一昨日思うさま降った雪は、昨日のうちに粗方溶け、白く化粧した筈の地面もその肌を見せている。
ぐるりと見渡しても、庭にもう白の気配は見当たらない。ならば、これは一昨日の雪の忘れ形見であろう。
葉と葉の間をすり抜けて降り積もった雪は、日にさらされず、泥に汚されもせず、不自然な程にその白さを保っている。その白さが妙に目を惹いてしまい、桂はその場に立ち尽くした。
目を奪われる程に綺麗で清廉、それでいてそこだけが浮ついて見える様な、神秘的で、不自然な白。
その色に桂は見覚えがあった。
目眩を起こしそうなその色は、とある情景を呼び起こし、桂の中にいとも簡単に形作る。
それは、薄く開けられた襖の向こう、おぼろげな光の下で髪を梳いていた女性の、時折髪の間から見えるうなじ。
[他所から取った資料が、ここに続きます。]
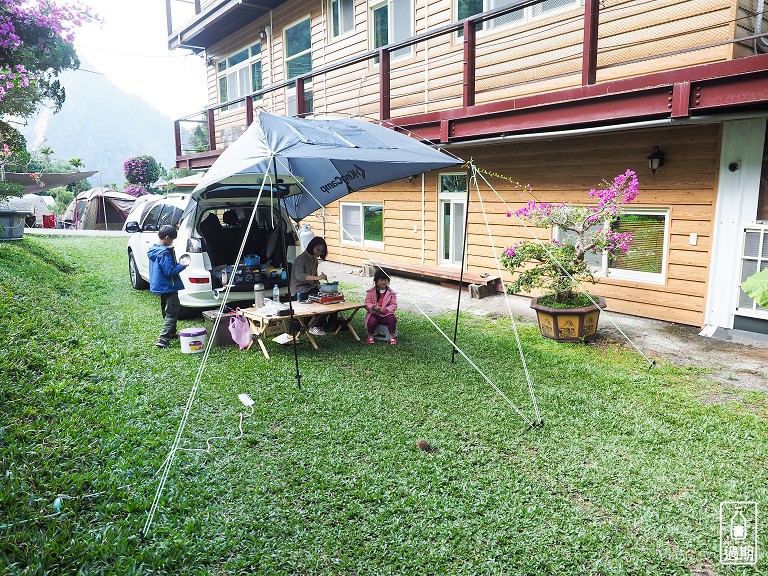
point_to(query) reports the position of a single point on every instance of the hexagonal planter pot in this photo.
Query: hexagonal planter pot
(568, 324)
そして、ちらりと見えて直ぐに着物で隠された女の背中であった。

その時見えた肌の色に、この白は似通っている―――。
そこまで考えて、桂は羞恥した。我に返ってみれば、どんどんと後ろめたさが喉をせり上がってくる。脳裏に映った情景は、これまで桂が否が応でも忘れようと努めてきた記憶であった。いけない。これはいけない、と桂はかぶりを振る。
屋敷の中からエリザベスが桂を呼んでいる。飯の用意でも出来たのだろう、すぐに行くと桂は返事をした。
もう一度庭木に隠れていた白を見下ろす。
あの時、桂はあの光景を見なかったことにした。どこの馬の骨とも知れぬ男と同じ屋根の下であるというのに、襖一枚隔てただけで無防備でいる女性≪ひと≫の己への大きな信頼に応える為に。恩人である彼女の心にこれ以上負担を掛けることのない様に、桂は見なかった事にした。
だから、今度も見なかった事にしようと決める。桂はその手で掻き分けていた庭木をそっと元に戻し、屋敷へと向かった。